Jet Evolution in a Dense Quark-Gluon Plasma
A main goal of the experimental program at the Large Hadron Collider is the study of the quark-gluon plasma (QGP), a new phase of nuclear matter that exists at high temperature or density, and in which the quarks and gluons are deconfined. This state of matter is produced in the intermediate stages of the high-energy nucleus-nucleus (Pb-Pb) collisions, but only for a very short time, of about 10 fermi. When a jet is produced in this dense environment, its interactions with the surrounding medium lead to modifications in the structure of the jet, known as jet quenching. By observing these modifications, one can infer important information about the QGP. Over the last years, an effective theory for jet quenching has been constructed from first principles.
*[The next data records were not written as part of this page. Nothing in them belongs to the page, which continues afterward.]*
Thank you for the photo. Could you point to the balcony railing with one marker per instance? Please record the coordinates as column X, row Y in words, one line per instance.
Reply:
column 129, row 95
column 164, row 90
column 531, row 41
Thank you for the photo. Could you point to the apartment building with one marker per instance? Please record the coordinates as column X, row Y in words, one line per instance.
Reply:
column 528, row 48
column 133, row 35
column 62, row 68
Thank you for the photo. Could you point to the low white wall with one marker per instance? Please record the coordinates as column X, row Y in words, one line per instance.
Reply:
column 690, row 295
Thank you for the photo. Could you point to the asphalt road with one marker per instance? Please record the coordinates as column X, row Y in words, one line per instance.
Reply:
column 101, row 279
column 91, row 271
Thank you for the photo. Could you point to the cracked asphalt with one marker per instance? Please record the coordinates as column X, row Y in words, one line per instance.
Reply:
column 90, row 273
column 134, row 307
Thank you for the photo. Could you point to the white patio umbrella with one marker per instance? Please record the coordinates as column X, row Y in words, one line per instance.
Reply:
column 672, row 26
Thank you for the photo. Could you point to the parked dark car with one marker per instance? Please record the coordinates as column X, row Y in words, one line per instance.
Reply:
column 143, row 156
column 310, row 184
This describes the collisions between the partons in the jet and those in the plasma, and the consequences of these collisions in terms of medium-induced radiation and energy loss by the jet. In my talk, I will pedagogically survey this effective theory and present some of its consequences for the phenomenology at the LHC.
SpeakerDr. Edmond Iancu obtained his PhD in 1994 at the Institut de Physique de Saclay, under the supervision of Jean-Paul Blaizot. He has been a permanent researcher at CNRS (working at IPhT Saclay) since 1995. He was a Fellow at CERN in 1999-2001 and an invited Professor at TPI Minneapolis (in 1998) and then at CERN (2010-11). His research interests include (1) Physics of the quark-gluon plasma (transport properties, Hard Thermal Loops, resummation of the thermodynamics), (2) QCD at high energy: gluon saturation, Colour Glass Condensate, JIMWLK equation, (3) Jet quenching in nucleus-nucleus collisions (jet evolution in a dense QGP), and (4) AdS/CFT correspondence: applications to high-energy scattering and with jet quenching.